La peste asola la ciudad argelina de Orán, y unos cuantos hombres -el doctor Rieux, Tarrou- se empeñan en luchar contra ella. Camus comenzó a escribir la novela durante la Segunda Guerra Mundial, y la publicó en 1947; cuando menciona la plaga, “esa epidemia biológica que ilustra los dilemas del contagio moral” -las palabras son del historiador Tony Judt-, tiene en mente el nazismo, pero su fuerza alegórica permite otras lecturas. Para comenzar, no se trata de una peste que necesariamente proviene de afuera; como dice Tarrou, “cada uno lleva en sí la peste, porque nadie, nadie en el mundo, está indemne. Y hay que vigilarse sin cesar para no ser llevado, en un minuto de distracción, a respirar en la cara de otro y pegarle la infección”. Puede haber una guerra de civilizaciones, pero no es menos peligroso el mal que nos hacemos nosotros mismos cuando dejamos que la peste nos domine: “hay en este tierra plagas y víctimas y… es preciso, dentro de lo posible, resistirse a estar con la plaga”. Se necesita coraje para buscar la santidad moral en un mundo en el que no existe Dios.
Se puede vencer a la peste; de hecho, eso es lo que ocurre en la novela. Pero se trata de un vano consuelo.
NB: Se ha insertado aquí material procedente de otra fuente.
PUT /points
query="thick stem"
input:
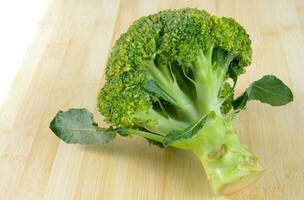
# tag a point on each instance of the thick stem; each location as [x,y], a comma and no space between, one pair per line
[183,103]
[228,164]
[157,123]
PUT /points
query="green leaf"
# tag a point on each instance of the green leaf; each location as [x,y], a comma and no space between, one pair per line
[268,89]
[186,133]
[153,142]
[78,126]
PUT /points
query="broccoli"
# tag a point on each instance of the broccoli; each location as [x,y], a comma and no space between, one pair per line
[170,79]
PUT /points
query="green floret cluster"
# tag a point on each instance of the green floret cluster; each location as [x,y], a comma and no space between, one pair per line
[173,49]
[170,78]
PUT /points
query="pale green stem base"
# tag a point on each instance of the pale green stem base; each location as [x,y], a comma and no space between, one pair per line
[228,164]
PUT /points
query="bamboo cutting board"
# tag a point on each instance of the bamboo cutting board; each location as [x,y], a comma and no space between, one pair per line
[64,68]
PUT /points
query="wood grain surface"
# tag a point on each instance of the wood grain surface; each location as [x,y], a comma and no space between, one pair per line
[64,67]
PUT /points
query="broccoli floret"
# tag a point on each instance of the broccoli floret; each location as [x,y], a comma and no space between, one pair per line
[170,79]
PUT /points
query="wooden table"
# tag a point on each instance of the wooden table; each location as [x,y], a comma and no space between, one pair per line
[64,68]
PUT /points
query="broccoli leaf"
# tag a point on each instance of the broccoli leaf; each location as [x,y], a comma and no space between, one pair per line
[269,89]
[78,126]
[186,133]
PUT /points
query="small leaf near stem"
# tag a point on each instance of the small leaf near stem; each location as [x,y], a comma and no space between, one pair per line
[78,126]
[269,89]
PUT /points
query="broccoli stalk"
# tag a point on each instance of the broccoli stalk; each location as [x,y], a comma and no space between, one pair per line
[228,164]
[168,81]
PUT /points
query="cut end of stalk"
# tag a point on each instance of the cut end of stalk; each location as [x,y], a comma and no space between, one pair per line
[240,183]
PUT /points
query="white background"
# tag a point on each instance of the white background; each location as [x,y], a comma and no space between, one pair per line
[18,24]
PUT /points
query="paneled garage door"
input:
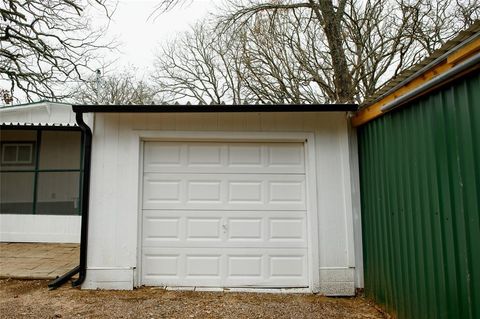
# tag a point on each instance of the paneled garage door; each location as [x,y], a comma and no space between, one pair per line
[224,215]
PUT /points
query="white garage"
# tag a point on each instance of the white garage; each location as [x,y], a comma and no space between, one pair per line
[219,214]
[200,197]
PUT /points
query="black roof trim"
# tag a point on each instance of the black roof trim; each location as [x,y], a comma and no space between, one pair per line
[188,108]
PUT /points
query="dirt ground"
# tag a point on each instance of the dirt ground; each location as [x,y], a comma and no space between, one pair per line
[31,299]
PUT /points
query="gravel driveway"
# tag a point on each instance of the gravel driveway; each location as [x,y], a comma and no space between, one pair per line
[31,299]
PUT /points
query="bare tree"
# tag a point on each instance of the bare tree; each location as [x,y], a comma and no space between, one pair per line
[333,51]
[117,88]
[44,43]
[199,66]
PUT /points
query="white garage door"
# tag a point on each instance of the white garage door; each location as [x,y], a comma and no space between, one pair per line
[224,215]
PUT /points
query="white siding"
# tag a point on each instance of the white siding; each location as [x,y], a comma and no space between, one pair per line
[115,183]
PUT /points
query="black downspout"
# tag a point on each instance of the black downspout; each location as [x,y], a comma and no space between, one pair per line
[82,268]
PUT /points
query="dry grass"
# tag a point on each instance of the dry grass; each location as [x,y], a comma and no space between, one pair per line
[31,299]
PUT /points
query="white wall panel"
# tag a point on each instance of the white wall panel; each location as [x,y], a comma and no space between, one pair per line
[120,224]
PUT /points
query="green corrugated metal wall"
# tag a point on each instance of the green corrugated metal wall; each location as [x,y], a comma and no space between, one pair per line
[420,186]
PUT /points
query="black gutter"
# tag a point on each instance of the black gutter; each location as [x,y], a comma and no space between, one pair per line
[189,108]
[33,127]
[82,268]
[186,108]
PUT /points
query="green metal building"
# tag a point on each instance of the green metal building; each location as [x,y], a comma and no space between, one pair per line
[419,151]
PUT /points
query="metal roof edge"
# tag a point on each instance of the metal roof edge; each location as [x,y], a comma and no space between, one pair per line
[17,107]
[422,70]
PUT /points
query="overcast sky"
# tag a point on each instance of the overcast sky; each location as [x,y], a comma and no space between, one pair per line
[140,34]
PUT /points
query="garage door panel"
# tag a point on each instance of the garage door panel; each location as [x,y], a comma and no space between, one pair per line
[231,229]
[225,268]
[224,191]
[224,215]
[224,157]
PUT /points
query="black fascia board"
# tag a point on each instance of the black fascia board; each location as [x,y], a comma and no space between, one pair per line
[35,127]
[188,108]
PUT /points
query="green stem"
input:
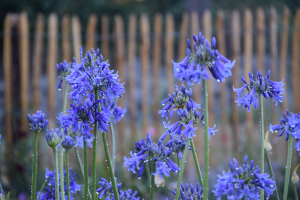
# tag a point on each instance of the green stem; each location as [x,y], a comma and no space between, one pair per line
[56,174]
[152,186]
[295,191]
[206,141]
[262,137]
[288,168]
[81,168]
[196,162]
[186,149]
[61,152]
[95,150]
[34,168]
[85,167]
[272,174]
[111,172]
[61,171]
[42,188]
[113,145]
[67,174]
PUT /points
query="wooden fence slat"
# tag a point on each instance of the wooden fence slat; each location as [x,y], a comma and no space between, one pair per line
[51,67]
[195,28]
[76,32]
[145,46]
[248,49]
[119,57]
[156,68]
[260,41]
[183,35]
[236,50]
[169,47]
[91,33]
[7,65]
[221,43]
[37,61]
[105,36]
[24,67]
[295,58]
[283,53]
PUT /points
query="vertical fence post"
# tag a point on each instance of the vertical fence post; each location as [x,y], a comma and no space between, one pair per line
[51,67]
[248,50]
[37,60]
[169,47]
[225,134]
[105,36]
[235,49]
[119,57]
[24,67]
[145,46]
[156,68]
[195,29]
[295,57]
[7,65]
[91,33]
[76,33]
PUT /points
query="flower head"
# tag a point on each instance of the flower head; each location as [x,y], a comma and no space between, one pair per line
[259,85]
[54,137]
[243,182]
[190,192]
[37,122]
[202,56]
[50,190]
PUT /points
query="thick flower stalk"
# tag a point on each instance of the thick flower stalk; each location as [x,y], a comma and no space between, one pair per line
[49,192]
[243,182]
[37,123]
[106,190]
[290,126]
[190,192]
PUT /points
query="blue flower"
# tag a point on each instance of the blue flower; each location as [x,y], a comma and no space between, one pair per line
[50,190]
[194,66]
[243,182]
[259,85]
[37,121]
[106,189]
[190,192]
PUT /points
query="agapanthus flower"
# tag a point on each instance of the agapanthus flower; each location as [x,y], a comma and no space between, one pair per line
[54,137]
[289,125]
[106,189]
[146,150]
[37,122]
[259,85]
[189,192]
[202,56]
[93,74]
[243,182]
[49,194]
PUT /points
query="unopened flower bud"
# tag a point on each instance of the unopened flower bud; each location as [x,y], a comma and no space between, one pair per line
[295,178]
[267,145]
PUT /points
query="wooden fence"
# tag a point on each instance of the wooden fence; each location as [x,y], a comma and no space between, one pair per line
[256,40]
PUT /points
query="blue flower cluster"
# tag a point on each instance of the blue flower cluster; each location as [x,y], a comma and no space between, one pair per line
[193,67]
[49,194]
[146,150]
[289,125]
[243,182]
[107,190]
[37,122]
[189,192]
[259,85]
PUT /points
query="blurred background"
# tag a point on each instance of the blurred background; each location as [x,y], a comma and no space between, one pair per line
[141,38]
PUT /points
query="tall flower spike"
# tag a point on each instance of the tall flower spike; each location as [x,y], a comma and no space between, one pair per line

El doctor Rieux sabe que cualquier triunfo es frágil, pues el microbio de la peste “no muere ni desaparece nunca… puede permanecer adormecido durante años en los muebles y la ropa… y quizás llegue un día en que, para desdicha y enseñanza de los hombres, la peste despierte sus ratas y las envíe a morir a una ciudad alegre”. Ante su reaparición no queda más que volver a la lucha con las armas seculares -curar, en el caso de Rieux-, porque el sufrimiento que trae la peste no permite que nos resignemos a vivir con ella. ¿O sí?